New this year was our overnight hotel stay at Auschwitz--actually in the town Osweicim. We entered the town, passing by Auschwitz I, which is now a museum, and also passing through Auschwitz III, the industrial complexes of Monowitz and Buna. The hotel and town center are just down the street. It is impossible to believe that anyone who lived here during World War II can say they didn't know what was happening in these camps. By the time our group reached Auschwitz, we had bonded completely. Before dinner, we debriefed about our visit in Trsice, and ended the session with a giant family hug.
Each night we ended our day of learning with journaling and discussion, and of course, the blog. Our blog has taken on an important, impactful role in the Holocaust Study Tour. Not only is the blog a way for us to focus and communicate what we are learning as we travel, it is has tremendous impact on student learning.

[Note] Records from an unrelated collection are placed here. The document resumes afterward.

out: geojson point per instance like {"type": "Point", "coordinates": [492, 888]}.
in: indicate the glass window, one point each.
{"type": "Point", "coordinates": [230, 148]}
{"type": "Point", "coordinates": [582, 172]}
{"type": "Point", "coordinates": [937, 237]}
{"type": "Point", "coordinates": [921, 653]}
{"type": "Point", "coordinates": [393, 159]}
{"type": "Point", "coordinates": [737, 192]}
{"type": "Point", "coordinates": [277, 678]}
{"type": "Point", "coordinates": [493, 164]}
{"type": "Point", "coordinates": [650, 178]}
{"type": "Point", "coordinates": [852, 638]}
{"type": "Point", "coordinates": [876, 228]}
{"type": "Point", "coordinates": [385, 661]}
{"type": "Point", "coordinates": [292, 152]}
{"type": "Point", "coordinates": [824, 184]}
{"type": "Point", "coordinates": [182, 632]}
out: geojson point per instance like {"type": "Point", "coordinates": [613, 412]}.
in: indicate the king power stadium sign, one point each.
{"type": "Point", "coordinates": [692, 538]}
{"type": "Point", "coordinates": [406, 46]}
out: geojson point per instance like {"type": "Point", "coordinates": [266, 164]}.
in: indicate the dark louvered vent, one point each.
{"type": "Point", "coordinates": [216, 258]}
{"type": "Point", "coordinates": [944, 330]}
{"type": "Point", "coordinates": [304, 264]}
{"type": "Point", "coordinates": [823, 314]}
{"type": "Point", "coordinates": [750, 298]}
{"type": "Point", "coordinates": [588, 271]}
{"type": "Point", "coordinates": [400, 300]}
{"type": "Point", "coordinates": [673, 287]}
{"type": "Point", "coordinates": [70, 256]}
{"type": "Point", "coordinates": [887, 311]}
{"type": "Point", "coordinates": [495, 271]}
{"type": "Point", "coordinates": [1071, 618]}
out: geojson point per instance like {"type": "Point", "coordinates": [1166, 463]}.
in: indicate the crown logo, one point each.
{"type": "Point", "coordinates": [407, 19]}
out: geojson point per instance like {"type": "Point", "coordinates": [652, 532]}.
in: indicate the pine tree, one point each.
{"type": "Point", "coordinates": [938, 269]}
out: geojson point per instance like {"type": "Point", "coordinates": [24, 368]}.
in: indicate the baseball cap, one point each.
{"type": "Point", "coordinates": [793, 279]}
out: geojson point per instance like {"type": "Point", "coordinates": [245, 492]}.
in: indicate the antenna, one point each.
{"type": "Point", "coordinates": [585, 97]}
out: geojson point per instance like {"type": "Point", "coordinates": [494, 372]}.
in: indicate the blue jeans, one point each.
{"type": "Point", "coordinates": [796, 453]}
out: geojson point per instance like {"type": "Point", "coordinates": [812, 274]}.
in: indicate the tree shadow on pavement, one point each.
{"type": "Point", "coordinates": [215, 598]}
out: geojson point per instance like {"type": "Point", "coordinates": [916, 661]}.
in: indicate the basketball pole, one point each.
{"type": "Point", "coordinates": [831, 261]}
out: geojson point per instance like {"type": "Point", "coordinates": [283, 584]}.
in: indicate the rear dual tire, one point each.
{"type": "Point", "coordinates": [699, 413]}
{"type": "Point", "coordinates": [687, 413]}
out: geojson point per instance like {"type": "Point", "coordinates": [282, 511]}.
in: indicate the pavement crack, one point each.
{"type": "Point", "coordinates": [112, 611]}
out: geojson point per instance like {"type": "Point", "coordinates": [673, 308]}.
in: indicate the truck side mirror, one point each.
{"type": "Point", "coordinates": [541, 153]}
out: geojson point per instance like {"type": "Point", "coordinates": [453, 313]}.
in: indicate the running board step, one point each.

Each night we choose students to post their reactions to the day, using their reflections from their journals. Our followers post comments, and students react and really process their learning.
The Holocaust Study Tour is unlike classroom learning not only because students experience the history through firsthand encounters, but also because they learn that history is dynamic, and that as time passes, we unearth more of the history. History is not just about the pages in a textbook. History is the story of real, living people, like Pavel Stransky, Mrs. Ohera, and Eva Vavrencka. The history lessons will continue to impact all of us who journeyed together in our Holocaust Study Tour 2011 family.